We all get lazy sometimes.
You may have taken a big step by cold calling or pitching yourself via e-mail to someone new. Maybe you even walked into a local establishment to talk with a business owner face-to-face. You feel like a breakthrough is coming. And as I always suggest, you should celebrate any small victory to balance the inevitable tough times when you work for yourself.
But then you wait.
Days or weeks go by, and you’re wondering, “why haven’t they made a decision?”
The reality of the situation is that prospective clients don’t know you well enough. As much as you know you can help them, they have 1000 other problems that are consuming their mind.
Just like you and I, they get lazy, and they forget.
The only way to break through and grab their attention is by following up.
Sometimes I feel like I’m bothering someone when I do this, but if you keep the interaction brief, it’s never the case.
If they are busy, they will just ignore your follow-up. Then you can follow up again until you get a final answer.
How I Landed Work with a Follow Up
A few years ago when smartphone apps started taking over the world, I would download new ones every week and test them out.
One of these apps was called Zaarly, which was like Craigslist for jobs that were posted on a map, so you could work with local freelancers. Zaarly still exists, although they have shifted their focus to home service experts only (hint: there is money in that industry).
I responded to an ad for a woman who needed help with her WordPress websites for her tutoring and coaching businesses.
She sent me an e-mail with her requested updates, and I responded with my ideas and a quote.
She ultimately decided to choose someone else…
However, given my tech background, I noticed that she had malware on her web host which was causing redirects to a Russian website when certain links were clicked.

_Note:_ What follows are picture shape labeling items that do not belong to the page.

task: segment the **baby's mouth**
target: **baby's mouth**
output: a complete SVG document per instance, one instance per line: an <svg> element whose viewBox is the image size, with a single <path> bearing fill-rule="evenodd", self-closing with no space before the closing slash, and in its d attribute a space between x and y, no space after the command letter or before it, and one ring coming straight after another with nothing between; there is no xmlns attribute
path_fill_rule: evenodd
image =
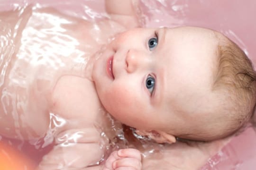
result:
<svg viewBox="0 0 256 170"><path fill-rule="evenodd" d="M111 56L108 60L107 62L107 72L109 76L114 79L115 77L113 74L113 56Z"/></svg>

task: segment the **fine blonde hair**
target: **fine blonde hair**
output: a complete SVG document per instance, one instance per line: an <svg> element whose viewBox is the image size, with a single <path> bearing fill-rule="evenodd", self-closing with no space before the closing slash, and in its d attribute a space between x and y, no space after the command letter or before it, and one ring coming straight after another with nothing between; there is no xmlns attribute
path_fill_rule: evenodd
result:
<svg viewBox="0 0 256 170"><path fill-rule="evenodd" d="M228 112L229 128L235 131L250 121L256 102L256 72L246 53L238 45L225 37L218 46L218 71L213 85L220 90L232 103Z"/></svg>

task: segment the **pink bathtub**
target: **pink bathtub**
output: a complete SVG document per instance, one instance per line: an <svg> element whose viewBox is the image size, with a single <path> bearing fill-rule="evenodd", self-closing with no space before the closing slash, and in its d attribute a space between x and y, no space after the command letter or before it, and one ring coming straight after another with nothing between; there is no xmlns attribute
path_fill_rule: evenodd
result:
<svg viewBox="0 0 256 170"><path fill-rule="evenodd" d="M121 0L120 0L121 2ZM203 26L219 31L238 44L256 66L255 0L141 0L146 26ZM0 10L33 3L70 15L97 19L105 15L104 0L1 0ZM203 170L256 169L256 133L247 128L209 159Z"/></svg>

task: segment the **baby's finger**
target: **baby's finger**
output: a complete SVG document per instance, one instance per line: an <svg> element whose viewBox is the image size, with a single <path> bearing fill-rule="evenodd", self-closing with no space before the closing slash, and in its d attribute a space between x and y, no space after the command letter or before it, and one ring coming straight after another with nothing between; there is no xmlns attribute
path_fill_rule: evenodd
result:
<svg viewBox="0 0 256 170"><path fill-rule="evenodd" d="M140 160L133 158L125 158L115 161L113 163L113 168L117 170L121 167L133 168L135 170L141 169L141 162Z"/></svg>
<svg viewBox="0 0 256 170"><path fill-rule="evenodd" d="M118 156L121 157L130 157L136 158L139 161L141 160L140 152L135 149L124 149L118 151Z"/></svg>
<svg viewBox="0 0 256 170"><path fill-rule="evenodd" d="M105 168L112 170L112 165L113 164L113 163L116 160L120 158L121 158L119 156L118 156L117 151L113 152L110 154L110 156L108 158L108 159L106 161L106 162L105 162Z"/></svg>
<svg viewBox="0 0 256 170"><path fill-rule="evenodd" d="M115 170L137 170L133 167L119 167L115 169Z"/></svg>

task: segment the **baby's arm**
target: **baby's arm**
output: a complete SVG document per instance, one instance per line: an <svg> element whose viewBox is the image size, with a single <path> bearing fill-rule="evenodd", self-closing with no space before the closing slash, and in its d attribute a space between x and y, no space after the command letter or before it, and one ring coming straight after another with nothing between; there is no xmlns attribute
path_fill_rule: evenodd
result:
<svg viewBox="0 0 256 170"><path fill-rule="evenodd" d="M55 145L43 157L39 170L100 169L100 166L89 167L103 154L100 133L94 126L101 120L95 93L84 78L64 76L58 81L51 109Z"/></svg>
<svg viewBox="0 0 256 170"><path fill-rule="evenodd" d="M106 10L111 19L127 28L139 26L138 0L105 0Z"/></svg>

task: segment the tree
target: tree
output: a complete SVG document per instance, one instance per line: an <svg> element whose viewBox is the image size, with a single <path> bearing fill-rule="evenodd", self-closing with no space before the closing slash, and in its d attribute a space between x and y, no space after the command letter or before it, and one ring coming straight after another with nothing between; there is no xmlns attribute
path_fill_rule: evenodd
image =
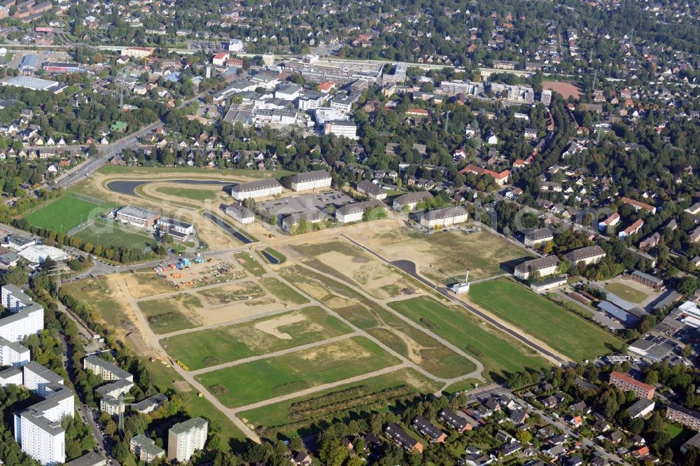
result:
<svg viewBox="0 0 700 466"><path fill-rule="evenodd" d="M528 430L519 430L515 435L515 438L519 440L522 444L529 444L532 442L532 434Z"/></svg>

Instead of moving on, I decided to inform her of this and recommend that she let me take care of diagnosing the problems so we could get her website cleaned up.
She was hesitant because her (uninformed) website hosting support representative told her the problem was on my end.
I knew that wasn’t the case, and I responded strongly! Thankfully, she realized the severity of her issue.
After going back and forth, she wanted to speak with me on the phone to make sure I was a real human before she gave me her account information.
Within a day, I began working to fix her issue and she sent me money through PayPal.
As always, you have to take away the little nuggets that help you moving forward.
This is what I learned from the experience:
Yea, it sounds simple enough. But it’s overlooked and goes a long way. In my communication with her, I showed as much attention to her problem as I would if it were one of my websites. My #1 priority was helping her, not making money.
I wasn’t surprised when I got the job (and future work from her) because I kept in touch and followed up on multiple occasions.
Utilize Your Strengths
This was a problem that not everyone would be able to easily solve. But I’d like to think I’m creative with website issues, so finding a workaround wasn’t too difficult. While you want to round out your skills, it’s important to know what you are best at and make that a core focus.
Learn Your True Passions
It’s OK to take on a job that you don’t fully understand, because you may uncover a passion. On the opposite end of the spectrum, you may be passionate about a subject then lose it over time. But you’ll only know your passions by doing. In this instance, while I successfully handled her issue, I had no long-term interest in being the “malware fix” guy!
If I wasn’t downloading and playing around with new apps, I never would have uncovered this freelance opportunity. All marketing is trying new things and seeing what works. The more you attempt, the better your chance of striking gold. Don’t rely on one method to find new clients.
It can be small jobs like this which turn into relationships that catapult you to the next level of your home business.
So don’t quit when you’re halfway there. Keep working hard, keep making connections, and always follow up to squeeze the most out of your efforts.